Cette page a été validée par deux contributeurs.

« Je te demande pardon, mon cher fils, de te laisser une succession embarrassée de dettes. Mon excuse est d’avoir vécu dans un pays de misère. Tu pourras te tirer d’affaire en vendant les bois des Goubeaux, au-delà de Saint-André. Ils valent à peu près ce que je dois, et ainsi faisant tu ne toucheras pas au Désert. Mes créanciers t’accorderont, je pense, du temps pour t’acquitter : ce ne sont pas de mauvaises gens, excepté le cousin de Légé, qui est dur. Mais, pour tout cela, mon ami Cherrier, le notaire de Saint-Vincent, t’aidera autant qu’il le pourra, j’en suis sûr.

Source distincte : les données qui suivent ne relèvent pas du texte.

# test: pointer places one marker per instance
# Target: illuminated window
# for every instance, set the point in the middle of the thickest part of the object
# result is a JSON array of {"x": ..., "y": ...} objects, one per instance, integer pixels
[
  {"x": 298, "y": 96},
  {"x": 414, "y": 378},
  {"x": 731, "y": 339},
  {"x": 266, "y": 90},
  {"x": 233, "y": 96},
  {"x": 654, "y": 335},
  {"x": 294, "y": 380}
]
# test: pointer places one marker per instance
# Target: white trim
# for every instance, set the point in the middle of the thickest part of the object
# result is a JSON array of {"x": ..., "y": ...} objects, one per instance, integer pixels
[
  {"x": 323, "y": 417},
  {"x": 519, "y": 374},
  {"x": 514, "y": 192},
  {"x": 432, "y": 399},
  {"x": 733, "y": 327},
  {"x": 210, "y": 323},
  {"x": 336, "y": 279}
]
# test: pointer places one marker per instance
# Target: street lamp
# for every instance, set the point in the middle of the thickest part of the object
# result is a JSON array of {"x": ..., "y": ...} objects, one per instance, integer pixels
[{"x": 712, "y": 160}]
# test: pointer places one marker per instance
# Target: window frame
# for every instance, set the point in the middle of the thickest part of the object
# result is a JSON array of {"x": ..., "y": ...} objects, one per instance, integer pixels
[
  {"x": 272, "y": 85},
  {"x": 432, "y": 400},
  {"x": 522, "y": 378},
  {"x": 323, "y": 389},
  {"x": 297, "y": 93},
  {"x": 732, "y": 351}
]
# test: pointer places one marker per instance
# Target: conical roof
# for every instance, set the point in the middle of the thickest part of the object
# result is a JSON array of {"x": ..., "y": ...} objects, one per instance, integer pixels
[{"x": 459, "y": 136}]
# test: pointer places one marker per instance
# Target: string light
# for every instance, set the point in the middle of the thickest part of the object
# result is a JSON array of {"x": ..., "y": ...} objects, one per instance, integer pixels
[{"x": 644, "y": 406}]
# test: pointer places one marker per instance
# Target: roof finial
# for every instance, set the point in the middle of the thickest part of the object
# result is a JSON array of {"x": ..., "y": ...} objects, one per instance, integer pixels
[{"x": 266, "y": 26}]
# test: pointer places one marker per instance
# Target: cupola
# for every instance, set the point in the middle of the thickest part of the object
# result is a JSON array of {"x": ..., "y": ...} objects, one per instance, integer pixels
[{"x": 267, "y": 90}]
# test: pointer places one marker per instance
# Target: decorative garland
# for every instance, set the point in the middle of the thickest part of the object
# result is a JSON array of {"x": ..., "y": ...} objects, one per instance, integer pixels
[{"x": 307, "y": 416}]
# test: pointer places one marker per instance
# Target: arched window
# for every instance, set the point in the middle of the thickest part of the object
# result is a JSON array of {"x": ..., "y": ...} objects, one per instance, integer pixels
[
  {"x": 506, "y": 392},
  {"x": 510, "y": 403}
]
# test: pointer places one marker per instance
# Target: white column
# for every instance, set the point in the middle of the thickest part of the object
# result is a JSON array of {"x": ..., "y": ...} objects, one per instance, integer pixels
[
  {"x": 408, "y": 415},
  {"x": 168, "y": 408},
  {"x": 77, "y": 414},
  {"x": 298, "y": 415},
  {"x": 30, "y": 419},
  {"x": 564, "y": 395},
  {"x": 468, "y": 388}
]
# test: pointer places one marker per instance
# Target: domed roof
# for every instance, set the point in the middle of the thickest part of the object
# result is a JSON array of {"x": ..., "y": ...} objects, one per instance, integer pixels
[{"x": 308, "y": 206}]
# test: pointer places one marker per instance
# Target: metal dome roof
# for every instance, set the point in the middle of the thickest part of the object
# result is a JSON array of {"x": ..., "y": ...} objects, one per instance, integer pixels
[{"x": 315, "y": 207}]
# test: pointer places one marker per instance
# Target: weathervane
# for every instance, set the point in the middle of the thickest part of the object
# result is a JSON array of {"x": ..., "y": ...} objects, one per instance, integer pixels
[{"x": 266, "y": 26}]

» À présent, je dois te dire, en conscience, qu’il te serait plus avantageux de vendre le moulin de Chantors, avec les prés qui en dépendent, car il ne rapporte rien depuis que le meunier est mort : sa veuve ramasse à peine assez de mouture pour se nourrir et ses enfants. Mais que deviendrait-elle et eux aussi ? Personne ne les voudrait garder dans ces conditions : il leur faudrait partir tous et prendre le bissac. J’ai dû t’avouer cela, mon cher garçon ; tu feras selon que ton cœur te dira. »


En lisant ces dernières lignes, où se révélait la bonté de son père, Daniel sentit sa gorge se serrer ; il demeura immobile, un instant, la tête accotée au fauteuil.

Cependant la Grande reparut, le venant querir pour dîner.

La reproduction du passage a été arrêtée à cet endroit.